Making an RPG on Go: part 0.5 / Habr

Making an RPG on Go: part 0.5 / Habr

In the previous article, we started getting to know Ebitengine.

In this part, the structure of the game will be refined and translated into scenes.

Part 0.5?

This is the second pre-1 part, where a separate demo project is being developed.

Starting an RPG from scratch would be too difficult: I want to use all my favorite libraries and practices as early as possible, but I couldn’t think of a way to introduce all the ingredients smoothly enough in a less artificial project.

Perhaps the next article will become the “real” first part, but for now, let’s be patient and master the basic techniques of game development on Go.

We manage Gopher

Ebitengine has simple functions out of the box to handle player input. They work only at the level of specific buttons.

// github.com/hajimehoshi/ebiten/v2
ebiten.IsKeyPressed(ebiten.KeyEnter)

// github.com/hajimehoshi/ebiten/v2/inpututil
inpututil.IsKeyJustPressed(ebiten.KeyEnter)

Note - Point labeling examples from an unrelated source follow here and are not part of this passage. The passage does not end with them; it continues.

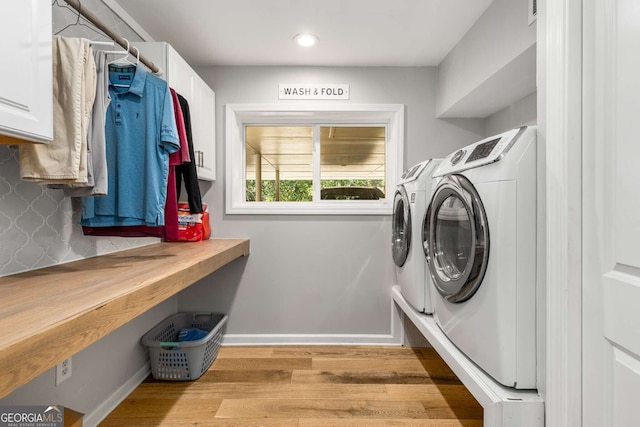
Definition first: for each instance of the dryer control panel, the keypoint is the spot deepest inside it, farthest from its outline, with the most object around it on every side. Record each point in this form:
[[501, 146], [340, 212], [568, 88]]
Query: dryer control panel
[[484, 152], [412, 173]]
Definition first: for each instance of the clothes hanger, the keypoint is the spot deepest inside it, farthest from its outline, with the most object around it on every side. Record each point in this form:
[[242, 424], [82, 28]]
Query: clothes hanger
[[124, 60], [79, 21]]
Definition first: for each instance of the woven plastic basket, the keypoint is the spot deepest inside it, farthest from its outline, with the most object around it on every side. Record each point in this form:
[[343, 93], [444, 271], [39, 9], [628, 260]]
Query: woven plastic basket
[[187, 360]]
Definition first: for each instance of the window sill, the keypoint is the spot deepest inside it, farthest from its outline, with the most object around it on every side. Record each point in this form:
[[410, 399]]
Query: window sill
[[360, 207]]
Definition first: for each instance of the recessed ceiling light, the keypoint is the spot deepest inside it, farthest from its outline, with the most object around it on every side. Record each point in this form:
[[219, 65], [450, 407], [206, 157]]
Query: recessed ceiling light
[[305, 39]]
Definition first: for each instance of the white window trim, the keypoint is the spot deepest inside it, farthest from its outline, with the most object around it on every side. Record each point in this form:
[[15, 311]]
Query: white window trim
[[237, 116]]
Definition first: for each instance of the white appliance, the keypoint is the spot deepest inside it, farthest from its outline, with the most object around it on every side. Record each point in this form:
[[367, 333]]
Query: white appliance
[[409, 206], [480, 244]]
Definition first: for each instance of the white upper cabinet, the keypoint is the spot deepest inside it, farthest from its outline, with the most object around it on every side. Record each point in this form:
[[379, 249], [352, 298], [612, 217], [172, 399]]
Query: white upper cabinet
[[26, 76], [202, 101]]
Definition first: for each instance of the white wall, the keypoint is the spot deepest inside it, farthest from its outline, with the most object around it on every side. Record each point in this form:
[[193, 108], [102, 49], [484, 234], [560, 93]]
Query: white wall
[[492, 66], [520, 113], [317, 278]]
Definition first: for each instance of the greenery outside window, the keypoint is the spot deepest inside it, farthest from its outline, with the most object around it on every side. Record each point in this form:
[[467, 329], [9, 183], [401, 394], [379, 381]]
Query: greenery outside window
[[315, 159]]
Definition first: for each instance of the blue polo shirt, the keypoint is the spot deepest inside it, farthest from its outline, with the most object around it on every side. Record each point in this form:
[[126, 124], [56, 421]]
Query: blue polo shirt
[[140, 135]]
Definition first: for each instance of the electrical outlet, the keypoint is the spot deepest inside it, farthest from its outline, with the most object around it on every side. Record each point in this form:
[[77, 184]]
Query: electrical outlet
[[63, 370]]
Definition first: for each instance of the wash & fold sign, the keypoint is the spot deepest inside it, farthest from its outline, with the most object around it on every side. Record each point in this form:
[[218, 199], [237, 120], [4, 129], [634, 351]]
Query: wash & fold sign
[[313, 91]]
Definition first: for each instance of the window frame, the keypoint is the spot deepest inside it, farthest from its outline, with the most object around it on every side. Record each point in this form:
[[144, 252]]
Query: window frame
[[237, 116]]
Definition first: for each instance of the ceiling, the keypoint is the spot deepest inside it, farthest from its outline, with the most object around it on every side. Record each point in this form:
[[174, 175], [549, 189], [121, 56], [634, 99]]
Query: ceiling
[[350, 32]]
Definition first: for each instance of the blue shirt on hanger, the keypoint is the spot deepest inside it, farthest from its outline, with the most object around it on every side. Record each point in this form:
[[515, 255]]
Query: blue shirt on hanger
[[140, 134]]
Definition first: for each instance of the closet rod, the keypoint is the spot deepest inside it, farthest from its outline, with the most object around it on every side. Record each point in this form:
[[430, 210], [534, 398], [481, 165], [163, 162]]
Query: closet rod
[[116, 37]]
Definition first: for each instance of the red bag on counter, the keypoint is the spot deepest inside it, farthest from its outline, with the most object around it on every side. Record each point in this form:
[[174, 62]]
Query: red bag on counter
[[193, 227]]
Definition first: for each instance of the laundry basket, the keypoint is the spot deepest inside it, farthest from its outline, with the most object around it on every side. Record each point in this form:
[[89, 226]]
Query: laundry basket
[[187, 360]]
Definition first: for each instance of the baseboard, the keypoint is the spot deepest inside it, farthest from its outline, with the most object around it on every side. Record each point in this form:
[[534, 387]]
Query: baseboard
[[303, 339], [100, 413]]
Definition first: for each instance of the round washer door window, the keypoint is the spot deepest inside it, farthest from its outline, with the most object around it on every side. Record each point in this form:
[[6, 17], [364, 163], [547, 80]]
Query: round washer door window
[[401, 231], [456, 239]]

Because of this API, you can’t abstract away from specific buttons and input devices, so I use the ebitengine-input package for my games. This library was inspired by Godot actions.

Instead of button clicks, this library checks for action activations. We define possible actions in the game through constants.

In the demo game, you will be able to move in four directions, so there will be at least four actions: MoveRight, MoveDown, MoveLeft, MoveUp.

I prefer to place Actions in a separate package controls:

mygame/
  cmd/mygame/main.go
  internal/
    assets/
      _data/images/gopher.png
    controls/actions.go
// internal/controls/actions.go

package controls

import (
    input "github.com/quasilyte/ebitengine-input"
)

const (
    ActionNone input.Action = iota

    ActionMoveRight
    ActionMoveDown
    ActionMoveLeft
    ActionMoveUp

    // Эти действия понадобятся позднее.
    ActionConfirm
    ActionRestart
)

Actions need to be matched with activation triggers. The trigger can be pressing a button on a keyboard, controller, mouse, touch screen, and so on. I will call the set of these mappings a keymap.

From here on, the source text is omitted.